BankThink

Financial System's Risk Navigator Still Has Blind Spots

The Office of Financial Research's latest annual report highlights a number of improvements in its measurement of systemic risk but stops well short of providing a forward-looking assessment of emerging risks.

The rollout of the office's Financial Stability Monitor provides a glimpse of how this tool will one day be valuable to the Financial Stability Oversight Council in mitigating potential sources of systemic risk. The office should be commended for its efforts in identifying a number of potential threats to the financial system. However, much work remains before decision makers at the council can use this information to ward off another crisis.

The Financial Stability Monitor prototype provides a current-year snapshot of the health of the financial sector along five key areas: macroeconomic; market; credit; funding and liquidity; and contagion risk. It's a tall order for any agency to distill the complexity of the financial sector, participants, products and interrelationships into a simple one-page assessment. The OFR takes a bold step to quantify these risks using state-of-the-art metrics and models.

Applying a color-coded heat map approach similar in concept to Homeland Security terrorist threat levels, the results for 2013 suggest overall risk to the financial sector has not changed much from 2012 and is what would be viewed as moderate risk on OFR's scale. To the agency's credit, it acknowledges that the framework is not forward-looking and needs to better incorporate qualitative aspects of market sentiment and risk appetite than it does. It is absolutely necessary that quantitative measures of systemic risks be developed and deployed in such assessments.

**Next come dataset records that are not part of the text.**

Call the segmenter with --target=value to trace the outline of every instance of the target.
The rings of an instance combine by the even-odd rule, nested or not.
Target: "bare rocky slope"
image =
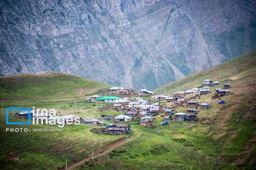
[[[0,75],[51,70],[154,89],[256,49],[256,6],[250,0],[1,1]]]

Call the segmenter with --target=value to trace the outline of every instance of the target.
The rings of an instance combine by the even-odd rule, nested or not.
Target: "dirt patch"
[[[83,90],[82,89],[80,89],[77,91],[78,95],[79,96],[84,96],[87,94],[88,94],[91,92],[91,91],[89,90]]]
[[[93,153],[94,159],[96,158],[96,157],[99,156],[104,155],[106,153],[107,153],[111,151],[112,151],[116,149],[116,148],[120,147],[125,143],[129,142],[131,140],[132,140],[132,139],[139,136],[140,134],[138,132],[135,130],[133,130],[133,132],[134,132],[136,133],[135,135],[131,136],[129,138],[123,138],[119,139],[105,145],[102,148],[95,151],[95,152],[94,152]],[[83,164],[85,162],[90,161],[90,159],[91,159],[92,156],[92,155],[91,153],[88,154],[86,158],[80,161],[79,161],[77,162],[71,164],[68,167],[67,169],[73,170],[76,167],[80,165]],[[64,166],[62,168],[60,169],[65,170],[65,166]]]
[[[184,138],[185,137],[185,135],[182,134],[175,134],[175,135],[173,135],[173,136],[176,138],[178,138],[178,139]]]

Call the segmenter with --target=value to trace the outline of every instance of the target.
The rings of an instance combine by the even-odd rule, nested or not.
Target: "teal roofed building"
[[[104,96],[97,99],[97,101],[104,103],[119,103],[121,101],[121,98],[116,96]]]

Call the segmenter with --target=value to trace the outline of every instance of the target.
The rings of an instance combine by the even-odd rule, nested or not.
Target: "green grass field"
[[[86,96],[110,87],[64,73],[21,74],[0,77],[0,99],[64,99]]]
[[[185,91],[191,88],[203,87],[202,81],[210,79],[213,82],[225,82],[227,79],[239,80],[240,78],[253,75],[256,69],[256,51],[247,53],[223,63],[192,74],[153,91],[159,94],[172,95],[178,91]]]
[[[169,90],[172,93],[177,90],[188,89],[190,85],[199,87],[204,79],[222,82],[229,79],[232,79],[230,82],[232,87],[230,90],[232,93],[222,97],[226,100],[226,104],[217,104],[217,99],[212,99],[214,88],[222,87],[223,85],[220,85],[211,87],[212,92],[210,94],[202,96],[200,100],[196,99],[200,103],[208,102],[211,106],[208,109],[199,110],[197,115],[198,120],[195,122],[172,121],[168,125],[161,125],[163,118],[157,115],[155,117],[157,120],[153,123],[156,128],[152,129],[140,126],[138,121],[133,121],[128,124],[136,132],[138,132],[138,136],[109,153],[99,156],[93,161],[86,161],[75,169],[254,169],[256,167],[256,53],[254,51],[246,54],[156,90],[158,91],[159,94]],[[22,76],[29,77],[30,74],[28,75]],[[33,75],[31,76],[34,76]],[[8,76],[1,78],[4,82],[3,83],[1,81],[1,85],[10,84],[4,80],[6,77]],[[12,80],[16,82],[13,87],[19,86],[19,76],[15,77],[17,79],[15,80],[13,78]],[[22,79],[22,84],[24,81],[24,79]],[[75,96],[77,98],[37,100],[37,96],[33,96],[34,94],[26,97],[25,94],[33,89],[32,86],[28,86],[24,90],[21,89],[20,91],[24,90],[22,93],[18,91],[19,97],[18,98],[32,98],[34,100],[2,100],[4,108],[11,106],[14,108],[32,108],[34,106],[36,108],[52,108],[56,109],[58,115],[72,114],[84,119],[86,119],[88,116],[93,118],[99,117],[101,115],[114,115],[123,113],[116,110],[97,111],[96,106],[93,106],[95,103],[86,103],[82,98],[79,98],[81,96],[78,94],[77,89],[81,89],[80,87],[71,84],[74,87],[69,89],[74,89],[73,92],[63,94],[61,92],[65,89],[61,86],[62,84],[58,85],[55,81],[47,81],[54,85],[51,86],[53,93],[46,93],[48,99],[51,98],[50,96],[53,96],[54,94],[58,96],[56,98],[59,99]],[[69,83],[65,82],[64,87],[67,85],[66,83]],[[39,88],[38,85],[37,87]],[[47,88],[46,86],[43,87],[43,89]],[[84,90],[86,88],[84,86]],[[13,89],[6,86],[3,87],[3,89],[0,90],[1,96],[5,96],[8,93],[10,93],[12,94],[10,98],[14,97],[13,93],[15,91]],[[92,89],[91,87],[89,89],[90,90]],[[37,94],[43,93],[40,88],[39,89]],[[194,94],[187,95],[185,98],[189,98]],[[149,98],[148,96],[147,98]],[[77,100],[75,113],[74,113],[74,100]],[[170,103],[167,104],[172,104]],[[106,104],[101,104],[101,106]],[[73,106],[71,107],[71,105]],[[99,108],[101,105],[97,104],[97,106]],[[179,107],[176,109],[179,112],[185,112],[187,108]],[[65,164],[66,159],[70,165],[83,159],[88,155],[92,147],[95,149],[99,148],[99,135],[89,132],[92,126],[67,125],[62,128],[62,132],[53,133],[6,132],[6,128],[55,129],[57,127],[47,125],[6,125],[4,113],[4,115],[0,117],[1,169],[58,169]],[[199,120],[204,117],[212,119],[214,124],[201,125]],[[17,120],[14,117],[10,119],[12,121]],[[113,122],[104,121],[107,123]],[[157,134],[158,130],[161,130],[161,134]],[[134,134],[133,132],[126,135],[104,135],[103,144],[105,146],[120,138],[130,137]],[[15,160],[14,159],[16,158],[19,160]]]
[[[77,162],[86,157],[92,148],[100,148],[100,136],[90,132],[93,127],[84,125],[5,125],[5,116],[0,123],[0,166],[2,169],[57,169],[66,164]],[[22,121],[9,117],[9,121]],[[30,132],[6,132],[6,128],[28,128]],[[47,128],[61,132],[33,132],[33,129]],[[102,136],[102,145],[126,137],[129,134]],[[19,158],[19,161],[14,160]]]

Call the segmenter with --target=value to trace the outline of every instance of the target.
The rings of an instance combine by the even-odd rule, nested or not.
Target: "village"
[[[132,130],[129,125],[131,122],[148,128],[155,128],[153,122],[159,119],[161,121],[161,125],[163,125],[171,122],[197,121],[200,121],[202,124],[211,124],[211,119],[207,117],[199,119],[197,116],[200,115],[200,110],[211,106],[210,100],[203,100],[202,97],[211,95],[211,100],[217,99],[218,104],[225,104],[226,101],[221,98],[231,94],[231,91],[229,90],[231,84],[227,83],[230,81],[227,80],[220,83],[210,79],[204,80],[201,87],[185,91],[178,91],[172,96],[157,94],[146,89],[137,91],[116,87],[110,88],[104,93],[99,90],[97,94],[86,98],[84,103],[91,103],[91,106],[96,107],[97,113],[108,113],[108,111],[110,113],[111,111],[114,112],[115,114],[101,114],[100,117],[96,117],[94,115],[93,117],[90,117],[88,115],[86,118],[80,117],[80,121],[81,124],[84,125],[98,127],[91,129],[90,131],[93,133],[110,135],[129,133]],[[212,92],[211,89],[214,91]],[[74,109],[75,110],[75,107]],[[185,111],[178,111],[181,109]],[[31,117],[47,117],[50,120],[60,118],[62,121],[65,122],[68,119],[72,119],[75,117],[72,115],[50,117],[44,113],[33,116],[32,111],[30,114]],[[28,111],[25,111],[15,113],[12,115],[19,119],[27,119],[28,115]]]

At the same time there tends to be an overreliance on methods that may not perform well before and during stress events due to data and analytical limitations. This is where informed judgment, gathered via an annual survey of industry experts and practitioners drawn from all corners of the financial sector, can augment quantitative results and provider a richer representation of risk. This could be of particular use to OFR in building a forward-looking assessment of the emerging risks that it flags. 

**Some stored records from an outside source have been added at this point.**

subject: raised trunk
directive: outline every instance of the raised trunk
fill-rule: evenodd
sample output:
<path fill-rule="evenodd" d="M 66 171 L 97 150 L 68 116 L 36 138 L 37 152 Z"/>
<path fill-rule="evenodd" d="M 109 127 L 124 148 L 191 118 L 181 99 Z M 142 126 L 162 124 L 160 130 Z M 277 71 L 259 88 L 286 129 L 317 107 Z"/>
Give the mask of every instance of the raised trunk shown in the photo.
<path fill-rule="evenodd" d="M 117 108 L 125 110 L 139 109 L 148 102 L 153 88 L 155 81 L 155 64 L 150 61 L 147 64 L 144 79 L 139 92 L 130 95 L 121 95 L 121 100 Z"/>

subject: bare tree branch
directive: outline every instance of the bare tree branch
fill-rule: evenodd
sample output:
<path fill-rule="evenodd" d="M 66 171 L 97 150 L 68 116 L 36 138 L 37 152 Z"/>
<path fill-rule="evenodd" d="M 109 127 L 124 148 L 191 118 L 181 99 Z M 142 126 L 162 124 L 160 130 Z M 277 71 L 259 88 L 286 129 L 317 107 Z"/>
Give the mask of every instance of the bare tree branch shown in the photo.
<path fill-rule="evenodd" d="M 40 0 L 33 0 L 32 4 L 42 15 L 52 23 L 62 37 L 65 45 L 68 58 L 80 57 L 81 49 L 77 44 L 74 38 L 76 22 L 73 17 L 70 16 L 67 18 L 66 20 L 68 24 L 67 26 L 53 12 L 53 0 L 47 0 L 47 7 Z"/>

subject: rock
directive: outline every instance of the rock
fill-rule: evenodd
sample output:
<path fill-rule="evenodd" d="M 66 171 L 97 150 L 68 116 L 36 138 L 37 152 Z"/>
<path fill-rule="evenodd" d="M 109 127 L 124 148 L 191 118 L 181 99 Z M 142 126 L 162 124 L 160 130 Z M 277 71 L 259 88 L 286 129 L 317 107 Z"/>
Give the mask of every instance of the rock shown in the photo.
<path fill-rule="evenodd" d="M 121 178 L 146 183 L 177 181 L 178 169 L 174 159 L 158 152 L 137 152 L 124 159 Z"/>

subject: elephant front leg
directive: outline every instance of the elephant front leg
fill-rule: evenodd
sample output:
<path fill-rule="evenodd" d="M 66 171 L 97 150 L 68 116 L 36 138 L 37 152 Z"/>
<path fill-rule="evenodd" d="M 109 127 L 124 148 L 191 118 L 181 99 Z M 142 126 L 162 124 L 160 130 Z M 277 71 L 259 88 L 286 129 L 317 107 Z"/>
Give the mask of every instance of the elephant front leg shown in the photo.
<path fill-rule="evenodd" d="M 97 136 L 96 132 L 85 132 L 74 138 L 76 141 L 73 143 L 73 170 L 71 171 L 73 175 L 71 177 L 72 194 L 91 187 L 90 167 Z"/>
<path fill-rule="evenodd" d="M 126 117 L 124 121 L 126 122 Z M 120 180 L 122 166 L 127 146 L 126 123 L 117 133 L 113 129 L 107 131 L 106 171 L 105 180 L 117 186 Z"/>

Despite the tangible progress in sizing up threats to the financial system, there appear to be some gaps between what the agency believes are emerging threats and what is portrayed in the Financial Stability Monitor. The good news is the agency has undertaken a considerable effort to call out a number of risks that could potentially affect markets, such as: cyberattacks; the astonishing growth of short-term borrowing by mortgage real estate investment trusts and by the U.S. offices of foreign banks; and the buildup of interest rate risk exposures across the system, among others. Just how important these threats are over the next year or more is left unanswered by OFR. Therein lies a problem requiring the office's immediate attention.

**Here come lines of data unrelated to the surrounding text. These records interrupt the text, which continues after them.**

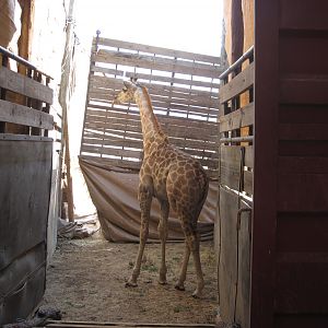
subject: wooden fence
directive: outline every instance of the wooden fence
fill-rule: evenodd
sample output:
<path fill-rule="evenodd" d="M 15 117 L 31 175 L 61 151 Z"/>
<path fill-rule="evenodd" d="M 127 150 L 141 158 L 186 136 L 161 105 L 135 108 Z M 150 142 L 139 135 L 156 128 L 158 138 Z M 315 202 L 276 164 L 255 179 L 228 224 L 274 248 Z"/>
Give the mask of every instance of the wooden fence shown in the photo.
<path fill-rule="evenodd" d="M 219 57 L 96 37 L 89 77 L 81 156 L 138 169 L 142 134 L 136 104 L 115 105 L 124 79 L 149 89 L 154 112 L 173 144 L 218 169 Z"/>
<path fill-rule="evenodd" d="M 220 204 L 215 224 L 219 302 L 226 324 L 248 327 L 254 174 L 254 55 L 249 49 L 222 75 Z"/>

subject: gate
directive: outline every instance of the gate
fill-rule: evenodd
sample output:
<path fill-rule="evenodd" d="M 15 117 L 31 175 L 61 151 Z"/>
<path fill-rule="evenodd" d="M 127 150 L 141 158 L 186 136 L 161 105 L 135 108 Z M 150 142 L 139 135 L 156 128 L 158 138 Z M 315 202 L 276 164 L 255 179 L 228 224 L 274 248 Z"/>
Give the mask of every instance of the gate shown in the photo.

For cybersecurity threats, for instance, the risk assessment largely is confined to isolated distributed denial of service attacks. Threats looming from more coordinated efforts to bring down a financial exchange or other market utility are not mentioned other than as potential technological disruptions as represented by the Flash Crash of 2010. It would seem further efforts to detect the potential for such threats to do greater systemic damage than DDoS scenarios on individual banks are called for in OFR's assessment protocols from now on.

The risk from REITs was highlighted by OFR, noted in part by the concentration risk in the industry from two companies holding two-thirds of the assets in the sector. Moreover, REITs account for nearly one-quarter of all repurchase agreement and Fed Funds liabilities, compared to less than 10% in 2010. In the spirit of "no good deed ever goes unpunished," now that OFR has rightfully called out this potential risk, clearly FSOC should take this issue up in its activities to mitigate risk holistically across the nonbank sector and require OFR to redouble its efforts on assessing this risk.

Another area of concern on OFR's radar is interest rate risk, which appears poised to only get worse over the next 12 months. This year we saw how investor uncertainty over Fed policy can lead to significant losses in bond portfolios. The OFR estimates that a 1% increase in interest rates could lead to a $200 billion loss in bond portfolios given the extension of bond portfolio durations over time. But what efforts are being taken by FSOC to rein in this risk before it becomes a major event?

Overall the OFR's Annual Report underscores major advancements in the detection and measurement of potential threats to the stability of the financial system. To the office's credit, it understands some of the limitations of the latest monitoring tools. Holding them back from making even more progress are a slew of data issues that must be addressed for these efforts to be anything more than interesting analysis.

Clifford Rossi is the Professor-of-the-Practice at the Robert H. Smith School of Business at the University of Maryland.